Giuseppe Conte, presidente del Movimento Cinque Stelle, ha organizzato una manifestazione a Roma per protestare contro il riarmo dell’Unione Europea, a favore della pace. E poiché non si è "anime belle", si sa bene che ci sono interessi economici enormi attorno ai conflitti, e chi ci specula sopra.
Ursula von der Leyen ha recentemente proposto un piano per il riarmo dell’UE da 800 miliardi di euro. È utile ricordare che l’Italia dovrebbe contribuire con una quota tra i 26 e i 27 miliardi di euro in un arco di 4-5 anni. Parte di questi fondi sarà destinata – come sta dimostrando il conflitto nella terra di Gogol – allo sviluppo di tecnologie dual use, ovvero utilizzabili sia in ambito militare che civile. Infatti, molti scontri oggi avvengono anche sul fronte tecnologico.
Uno degli argomenti toccati durante la manifestazione è stato quello secondo cui una pace fosse possibile già nell’aprile del 2022, con il famigerato "Istanbul Communiqué". Si accusa l’ex premier britannico Boris Johnson e la diplomazia americana di aver fatto pressioni sul governo ucraino affinché l'accordo venisse abbandonato, spingendolo a proseguire la guerra.
Facciamo un passo indietro. Nel giugno 2023, Vladimir Putin rese nota l’intesa proposta in Turchia, denominata "Trattato sulla neutralità permanente e sulle garanzie di sicurezza per l’Ucraina". Il testo, a suo dire molto dettagliato, venne però "gettato nella pattumiera della storia" dalle autorità di Kiev e dai loro alleati.
I punti salienti del trattato erano: l’Ucraina si impegnava a restare neutrale e a non entrare nella NATO.
La Russia rinunciava alla richiesta di smilitarizzazione e “denazificazione”, accettando invece l’adozione da parte di Kiev di una legge specifica. Inoltre, dava il suo assenso all’ingresso dell’Ucraina nell’Unione Europea. L’Ucraina chiedeva garanzie sulla propria indipendenza. Si proponeva una riduzione dell’esercito ucraino da 250.000 a 85.000 uomini. Kiev chiedeva di mantenere 800 carri armati, mentre Mosca ne accettava solo 342.
Nonostante gli orrori di Bucha, il dialogo proseguì. Il nodo cruciale restavano le garanzie: si cercavano meccanismi molto più solidi e concreti rispetto a quelli del Memorandum di Budapest del 1994, con cui l’Ucraina aveva rinunciato alle proprie testate nucleari in cambio della promessa – poi disattesa – di non essere aggredita (come avvenne nel 2014 con l’annessione della Crimea).

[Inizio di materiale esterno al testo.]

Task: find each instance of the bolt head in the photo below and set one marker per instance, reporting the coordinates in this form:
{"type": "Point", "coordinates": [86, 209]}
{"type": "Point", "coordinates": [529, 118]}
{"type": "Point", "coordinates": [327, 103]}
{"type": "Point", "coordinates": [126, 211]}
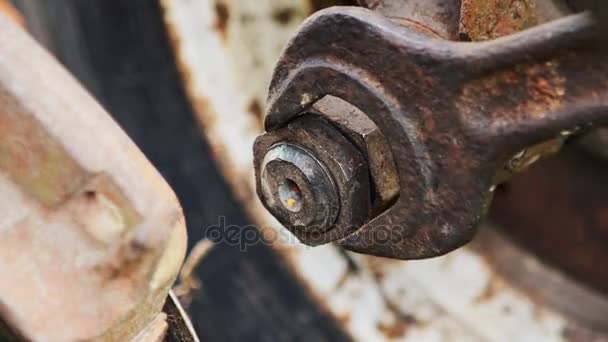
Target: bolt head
{"type": "Point", "coordinates": [313, 180]}
{"type": "Point", "coordinates": [297, 188]}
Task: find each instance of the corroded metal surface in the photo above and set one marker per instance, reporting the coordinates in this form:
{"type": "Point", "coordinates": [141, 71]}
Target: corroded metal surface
{"type": "Point", "coordinates": [489, 19]}
{"type": "Point", "coordinates": [557, 209]}
{"type": "Point", "coordinates": [343, 162]}
{"type": "Point", "coordinates": [88, 229]}
{"type": "Point", "coordinates": [497, 98]}
{"type": "Point", "coordinates": [458, 297]}
{"type": "Point", "coordinates": [438, 16]}
{"type": "Point", "coordinates": [366, 136]}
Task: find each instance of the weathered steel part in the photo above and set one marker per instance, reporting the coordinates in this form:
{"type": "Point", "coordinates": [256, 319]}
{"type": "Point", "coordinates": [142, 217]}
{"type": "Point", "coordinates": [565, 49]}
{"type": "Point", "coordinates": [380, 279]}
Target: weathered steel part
{"type": "Point", "coordinates": [374, 299]}
{"type": "Point", "coordinates": [497, 98]}
{"type": "Point", "coordinates": [557, 209]}
{"type": "Point", "coordinates": [342, 179]}
{"type": "Point", "coordinates": [488, 19]}
{"type": "Point", "coordinates": [297, 188]}
{"type": "Point", "coordinates": [362, 132]}
{"type": "Point", "coordinates": [440, 16]}
{"type": "Point", "coordinates": [484, 20]}
{"type": "Point", "coordinates": [88, 229]}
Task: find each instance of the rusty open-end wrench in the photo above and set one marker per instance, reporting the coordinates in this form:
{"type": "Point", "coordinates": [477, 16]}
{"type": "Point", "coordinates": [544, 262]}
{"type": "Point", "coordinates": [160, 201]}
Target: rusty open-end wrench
{"type": "Point", "coordinates": [452, 113]}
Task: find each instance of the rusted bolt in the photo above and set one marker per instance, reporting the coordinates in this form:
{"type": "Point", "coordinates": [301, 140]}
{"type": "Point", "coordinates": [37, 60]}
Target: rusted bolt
{"type": "Point", "coordinates": [313, 180]}
{"type": "Point", "coordinates": [297, 188]}
{"type": "Point", "coordinates": [356, 126]}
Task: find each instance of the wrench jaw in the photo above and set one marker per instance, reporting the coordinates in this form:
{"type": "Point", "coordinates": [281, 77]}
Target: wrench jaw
{"type": "Point", "coordinates": [447, 110]}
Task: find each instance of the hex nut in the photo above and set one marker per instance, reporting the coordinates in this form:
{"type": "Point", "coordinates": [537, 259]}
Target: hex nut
{"type": "Point", "coordinates": [364, 134]}
{"type": "Point", "coordinates": [338, 157]}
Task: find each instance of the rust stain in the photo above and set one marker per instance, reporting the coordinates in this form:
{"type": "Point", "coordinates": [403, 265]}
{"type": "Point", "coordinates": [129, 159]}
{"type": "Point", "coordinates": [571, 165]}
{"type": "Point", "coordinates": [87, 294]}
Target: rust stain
{"type": "Point", "coordinates": [394, 330]}
{"type": "Point", "coordinates": [131, 261]}
{"type": "Point", "coordinates": [34, 159]}
{"type": "Point", "coordinates": [489, 19]}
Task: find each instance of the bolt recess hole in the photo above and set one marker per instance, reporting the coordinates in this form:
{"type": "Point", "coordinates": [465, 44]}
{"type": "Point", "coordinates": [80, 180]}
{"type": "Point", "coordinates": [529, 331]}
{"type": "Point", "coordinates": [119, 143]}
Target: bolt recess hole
{"type": "Point", "coordinates": [290, 195]}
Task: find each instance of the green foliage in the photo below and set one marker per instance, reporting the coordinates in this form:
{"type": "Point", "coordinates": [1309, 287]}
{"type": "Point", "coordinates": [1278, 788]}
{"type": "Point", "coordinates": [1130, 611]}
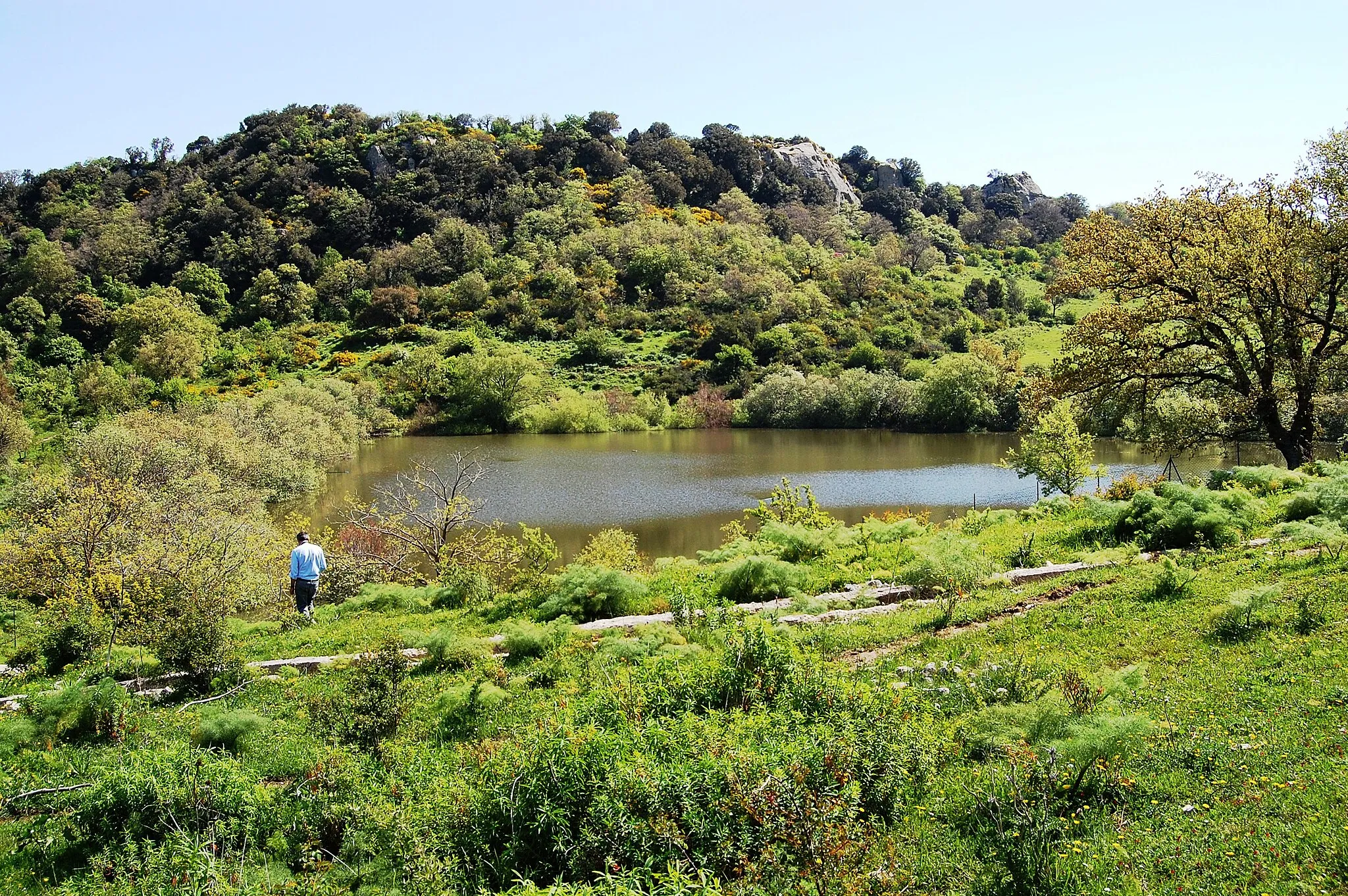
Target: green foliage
{"type": "Point", "coordinates": [1054, 451]}
{"type": "Point", "coordinates": [525, 640]}
{"type": "Point", "coordinates": [758, 578]}
{"type": "Point", "coordinates": [948, 561]}
{"type": "Point", "coordinates": [371, 708]}
{"type": "Point", "coordinates": [1259, 480]}
{"type": "Point", "coordinates": [882, 533]}
{"type": "Point", "coordinates": [463, 707]}
{"type": "Point", "coordinates": [459, 586]}
{"type": "Point", "coordinates": [1170, 581]}
{"type": "Point", "coordinates": [796, 543]}
{"type": "Point", "coordinates": [78, 713]}
{"type": "Point", "coordinates": [794, 506]}
{"type": "Point", "coordinates": [450, 650]}
{"type": "Point", "coordinates": [569, 412]}
{"type": "Point", "coordinates": [592, 592]}
{"type": "Point", "coordinates": [856, 398]}
{"type": "Point", "coordinates": [1177, 515]}
{"type": "Point", "coordinates": [612, 549]}
{"type": "Point", "coordinates": [1243, 612]}
{"type": "Point", "coordinates": [226, 728]}
{"type": "Point", "coordinates": [1328, 537]}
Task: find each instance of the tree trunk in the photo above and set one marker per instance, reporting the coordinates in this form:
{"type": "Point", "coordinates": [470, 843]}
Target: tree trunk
{"type": "Point", "coordinates": [1296, 442]}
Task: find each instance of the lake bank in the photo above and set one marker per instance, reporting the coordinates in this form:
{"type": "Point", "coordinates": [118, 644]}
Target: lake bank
{"type": "Point", "coordinates": [676, 488]}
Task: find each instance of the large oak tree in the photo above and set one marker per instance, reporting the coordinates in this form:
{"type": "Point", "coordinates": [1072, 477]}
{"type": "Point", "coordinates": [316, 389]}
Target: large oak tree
{"type": "Point", "coordinates": [1232, 293]}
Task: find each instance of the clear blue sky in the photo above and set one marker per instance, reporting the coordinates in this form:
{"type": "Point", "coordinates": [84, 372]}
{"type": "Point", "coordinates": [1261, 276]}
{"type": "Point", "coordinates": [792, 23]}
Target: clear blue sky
{"type": "Point", "coordinates": [1106, 103]}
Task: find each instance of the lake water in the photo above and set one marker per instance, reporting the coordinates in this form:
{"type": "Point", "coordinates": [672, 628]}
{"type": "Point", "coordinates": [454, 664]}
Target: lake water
{"type": "Point", "coordinates": [676, 488]}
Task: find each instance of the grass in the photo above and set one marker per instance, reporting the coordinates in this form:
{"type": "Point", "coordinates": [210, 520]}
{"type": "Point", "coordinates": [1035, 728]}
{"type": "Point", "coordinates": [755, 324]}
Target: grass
{"type": "Point", "coordinates": [725, 741]}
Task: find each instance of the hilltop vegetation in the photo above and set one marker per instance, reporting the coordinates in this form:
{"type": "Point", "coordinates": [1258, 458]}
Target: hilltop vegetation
{"type": "Point", "coordinates": [482, 272]}
{"type": "Point", "coordinates": [1137, 728]}
{"type": "Point", "coordinates": [188, 340]}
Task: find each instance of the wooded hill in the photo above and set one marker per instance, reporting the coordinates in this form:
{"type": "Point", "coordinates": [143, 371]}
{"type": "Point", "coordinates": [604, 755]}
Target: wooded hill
{"type": "Point", "coordinates": [317, 234]}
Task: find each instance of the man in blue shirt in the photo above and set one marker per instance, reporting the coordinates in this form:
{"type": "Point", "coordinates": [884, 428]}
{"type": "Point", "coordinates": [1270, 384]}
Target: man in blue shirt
{"type": "Point", "coordinates": [306, 562]}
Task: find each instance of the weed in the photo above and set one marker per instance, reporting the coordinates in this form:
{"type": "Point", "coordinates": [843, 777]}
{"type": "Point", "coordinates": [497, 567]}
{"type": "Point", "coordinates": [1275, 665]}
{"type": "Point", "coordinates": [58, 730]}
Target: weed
{"type": "Point", "coordinates": [226, 728]}
{"type": "Point", "coordinates": [1241, 614]}
{"type": "Point", "coordinates": [758, 578]}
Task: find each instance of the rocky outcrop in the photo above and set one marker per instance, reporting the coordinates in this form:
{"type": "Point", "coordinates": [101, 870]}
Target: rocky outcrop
{"type": "Point", "coordinates": [813, 162]}
{"type": "Point", "coordinates": [1021, 185]}
{"type": "Point", "coordinates": [376, 163]}
{"type": "Point", "coordinates": [886, 176]}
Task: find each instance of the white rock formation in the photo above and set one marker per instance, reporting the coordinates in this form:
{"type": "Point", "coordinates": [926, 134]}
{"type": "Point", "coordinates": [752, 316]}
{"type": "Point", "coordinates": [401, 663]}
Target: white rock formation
{"type": "Point", "coordinates": [813, 162]}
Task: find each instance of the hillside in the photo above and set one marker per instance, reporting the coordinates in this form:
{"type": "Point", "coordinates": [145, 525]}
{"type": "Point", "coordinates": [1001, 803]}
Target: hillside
{"type": "Point", "coordinates": [442, 258]}
{"type": "Point", "coordinates": [1134, 724]}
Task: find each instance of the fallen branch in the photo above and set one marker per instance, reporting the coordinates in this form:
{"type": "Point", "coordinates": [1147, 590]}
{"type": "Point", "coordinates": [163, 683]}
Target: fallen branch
{"type": "Point", "coordinates": [42, 791]}
{"type": "Point", "coordinates": [219, 697]}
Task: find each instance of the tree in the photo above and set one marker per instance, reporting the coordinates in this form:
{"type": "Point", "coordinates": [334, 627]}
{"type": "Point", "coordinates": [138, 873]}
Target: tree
{"type": "Point", "coordinates": [1233, 291]}
{"type": "Point", "coordinates": [204, 285]}
{"type": "Point", "coordinates": [413, 523]}
{"type": "Point", "coordinates": [163, 334]}
{"type": "Point", "coordinates": [1054, 451]}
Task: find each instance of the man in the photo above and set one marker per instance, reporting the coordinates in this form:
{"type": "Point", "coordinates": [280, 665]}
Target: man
{"type": "Point", "coordinates": [306, 562]}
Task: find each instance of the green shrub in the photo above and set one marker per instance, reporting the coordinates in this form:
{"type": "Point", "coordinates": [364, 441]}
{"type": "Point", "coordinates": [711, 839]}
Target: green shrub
{"type": "Point", "coordinates": [460, 586]}
{"type": "Point", "coordinates": [796, 543]}
{"type": "Point", "coordinates": [1328, 537]}
{"type": "Point", "coordinates": [226, 728]}
{"type": "Point", "coordinates": [646, 640]}
{"type": "Point", "coordinates": [1301, 506]}
{"type": "Point", "coordinates": [881, 533]}
{"type": "Point", "coordinates": [758, 578]}
{"type": "Point", "coordinates": [390, 597]}
{"type": "Point", "coordinates": [460, 708]}
{"type": "Point", "coordinates": [527, 640]}
{"type": "Point", "coordinates": [371, 707]}
{"type": "Point", "coordinates": [80, 713]}
{"type": "Point", "coordinates": [1181, 516]}
{"type": "Point", "coordinates": [1260, 480]}
{"type": "Point", "coordinates": [592, 592]}
{"type": "Point", "coordinates": [1242, 613]}
{"type": "Point", "coordinates": [1170, 580]}
{"type": "Point", "coordinates": [16, 732]}
{"type": "Point", "coordinates": [448, 650]}
{"type": "Point", "coordinates": [568, 412]}
{"type": "Point", "coordinates": [68, 634]}
{"type": "Point", "coordinates": [1332, 499]}
{"type": "Point", "coordinates": [948, 561]}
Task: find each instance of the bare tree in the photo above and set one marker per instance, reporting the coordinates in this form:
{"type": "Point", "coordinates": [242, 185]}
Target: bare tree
{"type": "Point", "coordinates": [410, 524]}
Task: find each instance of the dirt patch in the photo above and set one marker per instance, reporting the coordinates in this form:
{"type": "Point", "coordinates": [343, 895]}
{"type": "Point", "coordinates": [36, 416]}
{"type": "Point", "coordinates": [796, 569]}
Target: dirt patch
{"type": "Point", "coordinates": [1021, 608]}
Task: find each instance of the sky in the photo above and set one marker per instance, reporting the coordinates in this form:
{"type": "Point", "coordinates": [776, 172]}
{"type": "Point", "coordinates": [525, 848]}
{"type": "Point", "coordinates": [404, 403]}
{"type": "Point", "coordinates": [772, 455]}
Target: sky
{"type": "Point", "coordinates": [1110, 103]}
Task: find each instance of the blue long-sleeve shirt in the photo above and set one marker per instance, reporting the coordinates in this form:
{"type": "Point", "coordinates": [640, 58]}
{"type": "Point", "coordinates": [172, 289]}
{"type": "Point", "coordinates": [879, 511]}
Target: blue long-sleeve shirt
{"type": "Point", "coordinates": [307, 561]}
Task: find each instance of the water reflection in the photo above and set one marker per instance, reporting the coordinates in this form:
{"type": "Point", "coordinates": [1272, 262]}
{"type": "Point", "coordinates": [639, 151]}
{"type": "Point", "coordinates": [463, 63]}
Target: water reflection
{"type": "Point", "coordinates": [676, 488]}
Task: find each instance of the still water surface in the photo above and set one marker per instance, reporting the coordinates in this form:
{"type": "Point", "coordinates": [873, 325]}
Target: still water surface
{"type": "Point", "coordinates": [676, 488]}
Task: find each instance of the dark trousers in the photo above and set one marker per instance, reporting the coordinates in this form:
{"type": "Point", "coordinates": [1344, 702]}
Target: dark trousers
{"type": "Point", "coordinates": [305, 592]}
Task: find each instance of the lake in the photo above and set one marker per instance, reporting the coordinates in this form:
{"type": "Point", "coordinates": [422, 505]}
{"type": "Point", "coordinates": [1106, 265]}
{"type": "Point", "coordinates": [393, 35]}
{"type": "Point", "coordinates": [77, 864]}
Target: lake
{"type": "Point", "coordinates": [676, 488]}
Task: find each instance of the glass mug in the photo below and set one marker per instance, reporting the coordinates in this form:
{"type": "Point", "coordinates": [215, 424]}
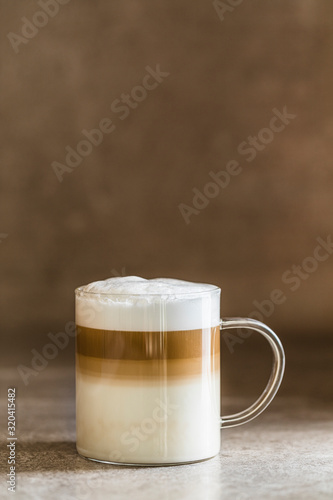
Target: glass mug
{"type": "Point", "coordinates": [148, 371]}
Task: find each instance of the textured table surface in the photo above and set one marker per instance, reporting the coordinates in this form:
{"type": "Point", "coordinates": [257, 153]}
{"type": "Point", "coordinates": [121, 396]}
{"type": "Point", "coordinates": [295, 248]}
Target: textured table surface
{"type": "Point", "coordinates": [287, 452]}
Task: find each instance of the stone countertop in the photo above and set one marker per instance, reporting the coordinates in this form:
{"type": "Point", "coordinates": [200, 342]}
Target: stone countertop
{"type": "Point", "coordinates": [287, 452]}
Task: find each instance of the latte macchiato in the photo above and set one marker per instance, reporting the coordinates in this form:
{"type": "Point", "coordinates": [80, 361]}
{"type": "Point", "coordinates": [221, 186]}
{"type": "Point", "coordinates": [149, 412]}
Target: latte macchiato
{"type": "Point", "coordinates": [148, 371]}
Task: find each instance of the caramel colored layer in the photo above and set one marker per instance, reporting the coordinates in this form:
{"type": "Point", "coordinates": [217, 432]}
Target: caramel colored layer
{"type": "Point", "coordinates": [148, 346]}
{"type": "Point", "coordinates": [106, 369]}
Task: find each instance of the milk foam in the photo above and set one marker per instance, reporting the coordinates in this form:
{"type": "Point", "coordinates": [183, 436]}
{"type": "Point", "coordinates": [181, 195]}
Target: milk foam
{"type": "Point", "coordinates": [132, 303]}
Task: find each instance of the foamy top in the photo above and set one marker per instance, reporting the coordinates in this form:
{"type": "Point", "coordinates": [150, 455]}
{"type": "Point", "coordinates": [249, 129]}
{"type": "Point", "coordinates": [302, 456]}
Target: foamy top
{"type": "Point", "coordinates": [132, 303]}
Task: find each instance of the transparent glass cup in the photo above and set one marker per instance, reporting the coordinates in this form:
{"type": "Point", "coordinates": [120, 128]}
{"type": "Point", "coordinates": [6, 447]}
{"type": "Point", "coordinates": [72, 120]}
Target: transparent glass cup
{"type": "Point", "coordinates": [148, 376]}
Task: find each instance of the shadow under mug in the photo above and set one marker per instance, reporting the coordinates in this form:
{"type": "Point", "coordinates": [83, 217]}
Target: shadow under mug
{"type": "Point", "coordinates": [148, 377]}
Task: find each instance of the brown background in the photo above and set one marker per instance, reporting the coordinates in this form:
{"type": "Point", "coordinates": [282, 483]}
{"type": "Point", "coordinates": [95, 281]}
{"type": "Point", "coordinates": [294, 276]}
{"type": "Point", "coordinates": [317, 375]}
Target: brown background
{"type": "Point", "coordinates": [118, 211]}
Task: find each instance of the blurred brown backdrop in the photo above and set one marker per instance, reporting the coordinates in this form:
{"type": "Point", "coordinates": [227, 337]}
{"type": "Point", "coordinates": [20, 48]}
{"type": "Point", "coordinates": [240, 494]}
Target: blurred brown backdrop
{"type": "Point", "coordinates": [118, 211]}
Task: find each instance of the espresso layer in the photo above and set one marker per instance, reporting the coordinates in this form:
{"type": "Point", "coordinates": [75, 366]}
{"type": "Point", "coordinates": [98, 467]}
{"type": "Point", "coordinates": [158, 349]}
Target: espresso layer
{"type": "Point", "coordinates": [152, 370]}
{"type": "Point", "coordinates": [148, 346]}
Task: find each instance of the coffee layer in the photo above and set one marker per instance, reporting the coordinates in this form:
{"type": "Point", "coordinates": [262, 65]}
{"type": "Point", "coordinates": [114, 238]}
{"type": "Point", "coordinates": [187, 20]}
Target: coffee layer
{"type": "Point", "coordinates": [144, 346]}
{"type": "Point", "coordinates": [151, 370]}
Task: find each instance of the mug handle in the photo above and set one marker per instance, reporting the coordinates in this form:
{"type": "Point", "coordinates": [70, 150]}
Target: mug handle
{"type": "Point", "coordinates": [276, 376]}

Nella bozza del 12 aprile 2022 era specificato che gli Stati garanti avrebbero deciso autonomamente se intervenire in aiuto dell’Ucraina in caso di un nuovo attacco russo. Tuttavia, nella versione del 15 aprile – l’ultima nota – i russi cercarono di modificare questo punto cruciale, chiedendo che l’aiuto potesse avvenire solo previa decisione unanime di tutti gli Stati garanti.
E qui il paradosso: tra gli "Stati garanti" figurava anche il Consiglio di Sicurezza dell’ONU, di cui fa parte la stessa Russia, con diritto di veto. Alla luce di tutto ciò, chiunque dotato di buon senso non avrebbe potuto firmare quell’accordo. È facile volere la pace... con i morti degli altri.
Per concludere, con le parole di Winston Churchill: "In tempo di guerra, la verità è così preziosa che bisogna sempre proteggerla con una cortina di bugie."